En aquellos tiempos, comienzos del siglo XIX, la paranoia era explicable; pero hoy, una inspectoría de pensamiento más que inexplicable es una amenaza. Pero una amenaza con la que estamos conviviendo.
¿No han aparecido en sus computadores, cuando leen lo que ha llegado vía tuiter, advertencias sobre contenidos que han sido eliminados porque usted los rechazaría? ¿Quién ha autorizado a los anónimos responsables de tuiter para que decidan por mí qué es lo que yo puedo leer o rechazar? ¿Quién los ha autorizado para reemplazar mi conciencia?
Por mucho tiempo soportamos en Colombia una junta de censura que decidía qué podíamos ver y qué rechazar en las salas de cine; estos censores, a su vez, reemplazaban al sacerdote que al pie del proyector vigilaba para que las escenas eróticas –así se calificaba un beso, por ejemplo–, no aparecieran en las pantallas de los colegios parroquiales. Esas abusivas intrusiones desaparecieron; pero, protegidos por el encandilamiento que produce la tecnología, en sus empresas imponen su censura, no en nombre de las buenas costumbres, sino de un interés comercial, los algoritmos que deciden qué me gusta o qué me ofende en una grosera sustitución de mi derecho a decidir.
Ningún político, ningún gobierno, ninguna religión y, mucho menos, ninguna empresa digital, puede decidir por un ciudadano.

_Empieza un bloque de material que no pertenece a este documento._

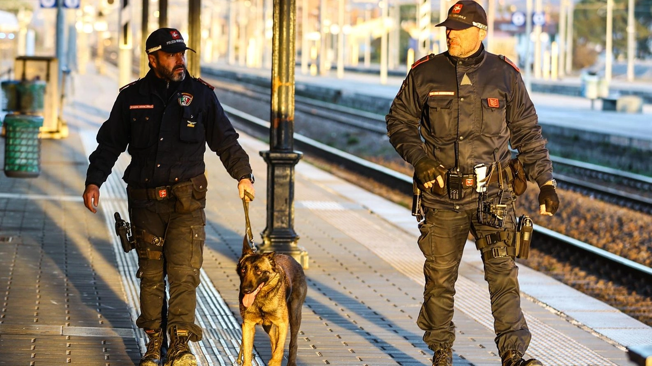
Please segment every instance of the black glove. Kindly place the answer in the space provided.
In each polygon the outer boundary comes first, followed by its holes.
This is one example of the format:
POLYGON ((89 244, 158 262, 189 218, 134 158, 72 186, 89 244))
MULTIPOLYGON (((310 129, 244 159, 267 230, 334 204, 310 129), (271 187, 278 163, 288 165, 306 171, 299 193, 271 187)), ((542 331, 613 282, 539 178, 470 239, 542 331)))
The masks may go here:
POLYGON ((559 208, 559 197, 557 197, 555 188, 550 184, 542 186, 539 193, 539 204, 546 205, 546 211, 555 214, 559 208))
POLYGON ((422 158, 414 165, 414 175, 417 177, 417 183, 421 184, 422 189, 424 184, 435 180, 432 188, 434 191, 440 195, 445 191, 444 188, 439 187, 436 179, 441 175, 441 178, 445 180, 445 188, 446 168, 434 160, 428 157, 422 158))

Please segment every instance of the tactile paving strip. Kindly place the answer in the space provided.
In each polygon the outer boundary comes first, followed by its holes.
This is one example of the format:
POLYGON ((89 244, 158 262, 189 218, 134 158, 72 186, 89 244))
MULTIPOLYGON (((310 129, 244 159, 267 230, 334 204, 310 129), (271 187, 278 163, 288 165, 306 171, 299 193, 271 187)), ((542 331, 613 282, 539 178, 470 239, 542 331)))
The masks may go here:
MULTIPOLYGON (((310 206, 319 209, 313 212, 331 225, 356 238, 358 242, 415 281, 424 285, 422 268, 423 257, 416 245, 416 238, 388 232, 355 211, 327 210, 333 203, 310 206), (413 245, 409 245, 409 244, 413 245)), ((464 312, 490 330, 493 330, 490 300, 486 289, 460 275, 456 285, 455 309, 464 312)), ((539 337, 533 339, 528 354, 544 364, 558 366, 576 365, 615 365, 593 350, 525 313, 528 326, 539 337)))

Cuando alguien decide que tiene autoridad o poder para que se vea o no un documental o para que se lean o no un libro, un periódico o una revista, hay que alarmarse. Es grave la indiferencia, por acostumbramiento, frente al crimen; pero es de consecuencias impredecibles la pretensión impune de dominar las conciencias.
Si veo o no veo, si leo o no un libro, o un periódico, es mi decisión. Esto que parece elemental no lo es tanto para el político que veta documentales, para la empresa que decide por su clientela guiada por algoritmos o para el fanático que quema libros. Ninguno parece entender que el de la conciencia es un ámbito sagrado e inviolable en donde nace, crece y se fortalece la libertad, razón de ser de la dignidad humana y objetivo de lo mejor y más ambicioso de las acciones emprendidas en el curso de la historia humana.